By Aaron Reedy, Cofounder and the CEO at DataClassroom
A Partnership Rooted in Need
One of the most rewarding success stories for us at DataClassroom came from our longstanding partnership with Loudoun County Public Schools, a large suburban school district in Virginia that was working to bring authentic data analysis into their middle and high school science programs. Their science supervisors told us that teachers were confident in delivering lab content but hesitant when it came to guiding students through the more quantitative side of inquiry. As a result, students often collected rich experimental data but were not engaging as fully as they could with the NGSS practices.
Piloting DataClassroom: Lowering Barriers to Data Skills
We worked directly with the district’s science leaders to pilot DataClassroom in a handful of science classrooms at first. The initial challenge was twofold: teachers needed a tool that lowered the barrier to teaching data skills, and leaders needed evidence that students could handle more rigorous analysis aligned with the NGSS practices of “Analyzing and Interpreting Data” and “Using Mathematics and Computational Thinking.”
From Eyeballing to Statistical Thinking
Now, five years later, with incredible support from those district science leaders, students who had previously relied on “eyeballing” results are running t-tests and chi-square analyses with confidence, guided by DataClassroom’s scaffolds. In classrooms that conduct many labs, students are now spending more time than ever discussing the story behind their lab data and much less time simply making graphs.
Throughout our partnership, Loudoun County has expanded its use of our tools across all of their secondary schools. For us, this success story illustrates what happens when science education leaders are empowered with the right tools: teachers gain confidence, students gain agency, and districts move closer to their vision of inquiry-driven science learning where students do real science.
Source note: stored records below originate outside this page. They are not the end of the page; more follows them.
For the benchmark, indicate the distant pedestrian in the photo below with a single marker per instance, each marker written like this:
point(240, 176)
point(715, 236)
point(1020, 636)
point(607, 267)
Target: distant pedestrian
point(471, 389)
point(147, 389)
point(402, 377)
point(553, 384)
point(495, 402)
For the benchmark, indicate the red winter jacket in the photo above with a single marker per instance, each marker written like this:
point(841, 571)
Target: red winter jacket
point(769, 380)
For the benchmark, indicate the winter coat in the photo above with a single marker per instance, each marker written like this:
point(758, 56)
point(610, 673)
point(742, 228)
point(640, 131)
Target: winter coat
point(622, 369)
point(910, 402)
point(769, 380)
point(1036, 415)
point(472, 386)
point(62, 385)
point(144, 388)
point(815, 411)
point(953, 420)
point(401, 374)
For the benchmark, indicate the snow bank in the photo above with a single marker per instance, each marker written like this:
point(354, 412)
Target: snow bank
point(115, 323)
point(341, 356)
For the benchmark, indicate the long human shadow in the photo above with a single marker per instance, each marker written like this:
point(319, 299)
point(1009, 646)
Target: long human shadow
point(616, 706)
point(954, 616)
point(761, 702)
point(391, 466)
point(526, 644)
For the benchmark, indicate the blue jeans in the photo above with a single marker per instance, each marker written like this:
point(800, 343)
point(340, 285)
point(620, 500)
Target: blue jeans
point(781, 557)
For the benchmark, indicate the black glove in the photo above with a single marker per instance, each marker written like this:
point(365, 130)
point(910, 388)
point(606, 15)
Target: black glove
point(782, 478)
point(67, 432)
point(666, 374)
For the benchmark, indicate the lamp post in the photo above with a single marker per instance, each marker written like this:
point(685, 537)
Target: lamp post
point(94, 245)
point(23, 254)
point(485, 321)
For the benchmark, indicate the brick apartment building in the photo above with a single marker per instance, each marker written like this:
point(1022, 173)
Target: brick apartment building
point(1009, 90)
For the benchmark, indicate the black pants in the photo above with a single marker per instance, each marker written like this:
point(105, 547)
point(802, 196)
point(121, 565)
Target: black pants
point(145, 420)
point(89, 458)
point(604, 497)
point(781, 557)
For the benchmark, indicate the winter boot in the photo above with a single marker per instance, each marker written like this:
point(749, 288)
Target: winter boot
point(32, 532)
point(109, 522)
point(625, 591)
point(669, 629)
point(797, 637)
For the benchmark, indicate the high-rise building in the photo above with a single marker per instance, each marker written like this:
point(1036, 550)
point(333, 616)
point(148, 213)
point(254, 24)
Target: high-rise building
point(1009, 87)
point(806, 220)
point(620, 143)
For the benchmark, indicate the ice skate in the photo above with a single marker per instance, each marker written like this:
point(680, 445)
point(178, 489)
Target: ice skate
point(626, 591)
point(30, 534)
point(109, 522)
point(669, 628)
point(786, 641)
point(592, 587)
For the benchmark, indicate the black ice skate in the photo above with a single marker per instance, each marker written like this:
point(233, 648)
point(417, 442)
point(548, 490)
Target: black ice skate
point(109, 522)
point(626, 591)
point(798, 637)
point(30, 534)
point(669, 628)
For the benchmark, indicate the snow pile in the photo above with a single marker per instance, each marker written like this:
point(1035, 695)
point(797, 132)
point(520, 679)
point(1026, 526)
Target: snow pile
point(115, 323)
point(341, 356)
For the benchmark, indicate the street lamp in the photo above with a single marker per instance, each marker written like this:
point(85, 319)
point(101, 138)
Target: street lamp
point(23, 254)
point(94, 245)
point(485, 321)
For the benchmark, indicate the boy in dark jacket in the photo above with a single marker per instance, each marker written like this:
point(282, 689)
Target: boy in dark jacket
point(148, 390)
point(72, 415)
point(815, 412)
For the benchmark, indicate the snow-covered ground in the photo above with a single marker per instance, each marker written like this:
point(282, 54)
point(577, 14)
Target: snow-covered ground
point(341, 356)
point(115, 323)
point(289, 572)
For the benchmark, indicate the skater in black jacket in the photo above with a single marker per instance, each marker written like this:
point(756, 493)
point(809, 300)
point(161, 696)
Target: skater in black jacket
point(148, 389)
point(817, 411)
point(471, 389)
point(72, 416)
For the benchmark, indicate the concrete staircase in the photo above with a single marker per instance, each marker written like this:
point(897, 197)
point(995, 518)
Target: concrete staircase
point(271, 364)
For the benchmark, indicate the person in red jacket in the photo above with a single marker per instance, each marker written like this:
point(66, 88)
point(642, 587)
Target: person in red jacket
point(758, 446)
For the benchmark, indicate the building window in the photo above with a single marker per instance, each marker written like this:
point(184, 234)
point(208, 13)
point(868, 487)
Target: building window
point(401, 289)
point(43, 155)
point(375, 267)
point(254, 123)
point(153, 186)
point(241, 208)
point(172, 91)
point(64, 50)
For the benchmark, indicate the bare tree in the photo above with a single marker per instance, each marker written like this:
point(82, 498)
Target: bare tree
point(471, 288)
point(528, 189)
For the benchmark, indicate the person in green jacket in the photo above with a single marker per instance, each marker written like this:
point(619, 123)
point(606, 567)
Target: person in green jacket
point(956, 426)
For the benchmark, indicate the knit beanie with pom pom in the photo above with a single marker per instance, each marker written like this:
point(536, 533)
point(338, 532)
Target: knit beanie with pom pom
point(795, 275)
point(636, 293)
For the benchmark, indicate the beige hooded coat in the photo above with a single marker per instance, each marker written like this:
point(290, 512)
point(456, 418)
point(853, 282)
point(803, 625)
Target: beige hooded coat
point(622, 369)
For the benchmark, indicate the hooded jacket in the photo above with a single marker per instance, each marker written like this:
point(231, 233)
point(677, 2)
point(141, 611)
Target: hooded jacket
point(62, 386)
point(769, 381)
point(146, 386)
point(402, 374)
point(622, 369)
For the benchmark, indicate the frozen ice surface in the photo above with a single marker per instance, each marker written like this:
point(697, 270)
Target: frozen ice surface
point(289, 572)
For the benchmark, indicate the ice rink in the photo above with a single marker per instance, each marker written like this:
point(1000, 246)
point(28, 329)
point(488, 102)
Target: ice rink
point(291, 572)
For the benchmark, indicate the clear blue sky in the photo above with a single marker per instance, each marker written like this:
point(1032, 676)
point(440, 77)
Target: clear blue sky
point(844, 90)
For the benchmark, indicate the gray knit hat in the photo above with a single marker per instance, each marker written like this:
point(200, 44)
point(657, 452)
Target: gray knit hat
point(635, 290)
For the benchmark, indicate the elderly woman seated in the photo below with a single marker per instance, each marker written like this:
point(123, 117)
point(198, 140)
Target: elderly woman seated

Supporting Leaders Through Professional Development
The most effective support we have provided to science education leaders lies in the ways we help them support their teachers. This almost always begins and ends with professional development for their educators. Tools alone do not transform classrooms; teachers do. That’s why we have built our partnerships around sustained, practical PD that gives educators the confidence and skills to integrate authentic data practices into their teaching.
Our professional development workshops—delivered both in person and virtually—focus on the “how” of teaching with data. Leaders tell us that what resonates most is the way we model classroom-ready strategies, from designing experiments with messy, real-world data to using our platform to scaffold NGSS-aligned practices.
Measuring Leadership Success
We define the success of science education leadership by looking at how effectively leaders create the conditions for both teachers and students to thrive in data-driven science learning. To us, strong leadership is measured not just by technology adoption, but by the ripple effect it has on classroom practice and student outcomes.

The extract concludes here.